The ground shook for us in a different way on another part of Java, where Mount Semeru erupted again, sending ash and rocks down its flanks and stranding climbers who thought they had planned for every risk. Rescue teams climbed and flew in to bring more than 170 of us down from the mountain and evacuated close to a thousand residents from nearby villages, while ash settled on roofs and crops like a gray second sky. Far away in the Czech Republic near České Budějovice, two passenger trains collided, injuring 57 people, five of them seriously, and in the Gulf of Thailand a leaking ferry with nearly 100 people on board had to be emptied onto rescue boats before it could slip any lower in the water.
In courtrooms, we tried to say what justice should look like when we exploit one another. In the Philippines, a regional trial court sentenced former Bamban mayor Alice Guo to life in prison for human trafficking tied to a scam center in her town, where more than 700 workers had been forced to run online fraud operations; some of us walked out of overcrowded dormitories into freedom today because of that verdict. In Nigeria, a court in Abuja gave Nnamdi Kanu, leader of the Indigenous People of Biafra, a life sentence on seven terrorism charges, turning a separatist leader into a prisoner whose name will continue to divide us. In Spain, the Supreme Court barred Attorney General Álvaro García Ortiz from office for two years and fined him for leaking confidential details from a tax case involving the partner of Madrid’s regional president, proof that even those meant to guard the law can find themselves weighed by it.

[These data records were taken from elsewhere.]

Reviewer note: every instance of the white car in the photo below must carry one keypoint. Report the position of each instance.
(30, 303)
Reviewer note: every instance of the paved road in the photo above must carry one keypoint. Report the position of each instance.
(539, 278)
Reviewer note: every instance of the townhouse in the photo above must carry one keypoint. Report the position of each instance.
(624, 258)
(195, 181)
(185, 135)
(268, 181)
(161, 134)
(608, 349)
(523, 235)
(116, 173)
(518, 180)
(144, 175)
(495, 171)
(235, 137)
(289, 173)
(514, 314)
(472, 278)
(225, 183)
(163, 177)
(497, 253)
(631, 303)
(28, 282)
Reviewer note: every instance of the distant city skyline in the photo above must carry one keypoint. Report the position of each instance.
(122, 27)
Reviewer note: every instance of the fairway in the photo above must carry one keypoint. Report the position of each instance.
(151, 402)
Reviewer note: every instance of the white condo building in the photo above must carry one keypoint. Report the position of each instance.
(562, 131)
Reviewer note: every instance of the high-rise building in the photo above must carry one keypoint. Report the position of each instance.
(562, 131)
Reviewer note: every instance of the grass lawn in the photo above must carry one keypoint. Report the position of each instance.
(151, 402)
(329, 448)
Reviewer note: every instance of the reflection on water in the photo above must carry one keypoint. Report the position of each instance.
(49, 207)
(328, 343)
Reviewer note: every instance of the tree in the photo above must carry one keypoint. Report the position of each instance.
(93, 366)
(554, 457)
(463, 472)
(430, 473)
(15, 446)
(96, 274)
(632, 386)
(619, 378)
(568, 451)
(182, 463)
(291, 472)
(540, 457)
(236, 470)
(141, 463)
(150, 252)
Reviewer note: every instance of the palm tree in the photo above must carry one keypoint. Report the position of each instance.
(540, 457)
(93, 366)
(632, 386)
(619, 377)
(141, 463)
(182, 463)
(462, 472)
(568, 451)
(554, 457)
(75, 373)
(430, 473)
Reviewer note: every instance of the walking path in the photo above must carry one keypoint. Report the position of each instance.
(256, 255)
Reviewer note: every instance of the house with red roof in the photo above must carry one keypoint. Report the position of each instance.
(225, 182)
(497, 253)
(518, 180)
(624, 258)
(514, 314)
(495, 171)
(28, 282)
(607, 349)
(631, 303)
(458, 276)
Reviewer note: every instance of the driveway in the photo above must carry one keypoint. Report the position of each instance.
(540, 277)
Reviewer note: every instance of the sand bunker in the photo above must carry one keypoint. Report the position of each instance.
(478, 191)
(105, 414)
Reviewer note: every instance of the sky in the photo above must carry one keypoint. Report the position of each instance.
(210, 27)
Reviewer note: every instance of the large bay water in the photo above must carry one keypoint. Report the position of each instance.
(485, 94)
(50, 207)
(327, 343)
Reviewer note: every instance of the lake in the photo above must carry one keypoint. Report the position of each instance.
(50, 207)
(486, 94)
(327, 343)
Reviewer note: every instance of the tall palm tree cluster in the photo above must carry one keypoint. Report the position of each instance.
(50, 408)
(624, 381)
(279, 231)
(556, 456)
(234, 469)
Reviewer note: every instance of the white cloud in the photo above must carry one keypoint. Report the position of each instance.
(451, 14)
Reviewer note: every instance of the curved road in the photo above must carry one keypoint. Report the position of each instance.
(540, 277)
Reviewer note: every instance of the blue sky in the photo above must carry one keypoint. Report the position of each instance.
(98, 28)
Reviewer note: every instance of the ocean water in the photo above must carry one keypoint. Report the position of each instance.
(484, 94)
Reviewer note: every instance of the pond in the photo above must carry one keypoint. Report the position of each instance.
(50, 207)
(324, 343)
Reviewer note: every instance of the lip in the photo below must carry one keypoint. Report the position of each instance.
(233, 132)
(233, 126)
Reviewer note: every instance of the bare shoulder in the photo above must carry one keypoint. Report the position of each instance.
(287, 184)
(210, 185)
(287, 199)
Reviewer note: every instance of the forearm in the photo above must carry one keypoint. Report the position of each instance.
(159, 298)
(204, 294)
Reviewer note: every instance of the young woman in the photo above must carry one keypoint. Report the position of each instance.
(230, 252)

Politics did not belong only to courtrooms. In Nepal, Generation Z protesters flooded streets in multiple districts after the ouster of former prime minister K. P. Sharma Oli and the appointment of interim prime minister Sushila Karki, facing police lines and curfews as they shouted that their future should not be decided in back rooms alone. On the Pacific island kingdom of Tonga, we did something quieter but just as consequential: nobles chose nine of their own as representatives, and ordinary citizens elected seventeen members to the Legislative Assembly, 26 seats in all decided by hands that folded paper ballots and dropped them into boxes before walking back past palm trees and tin roofs with ink marks on their fingers.
On the economic front, the numbers we write on balance sheets translated into new absences around dinner tables. In the United States, Verizon announced it would cut more than 13,000 jobs, nearly a fifth of its global workforce, as part of a restructuring meant to focus on customer experience and stem subscriber losses, and today that corporate strategy arrived as emails and meetings that told individual engineers, call center staff, and managers that their badges, logins, and health insurance would soon expire. Somewhere else in the network, customers streamed videos and sent messages over infrastructure built and maintained by people who now have to explain to their families why next month will be tighter than the last.
If this entry is our memory, then November 20, 2025 is the day our climate summit literally caught fire, our courts handed down life sentences on three continents, our bus fell from a Cambodian bridge while a Czech train jumped its tracks, our ferry leaked and yet everyone on board survived, our Pacific islanders voted their representatives into parliament, and our telecom giant told tens of thousands of us that we were suddenly surplus. We are humanity, and today we burned, negotiated, sentenced, rescued, protested, voted, and logged off our work accounts for the last time, all within the same 24 hours.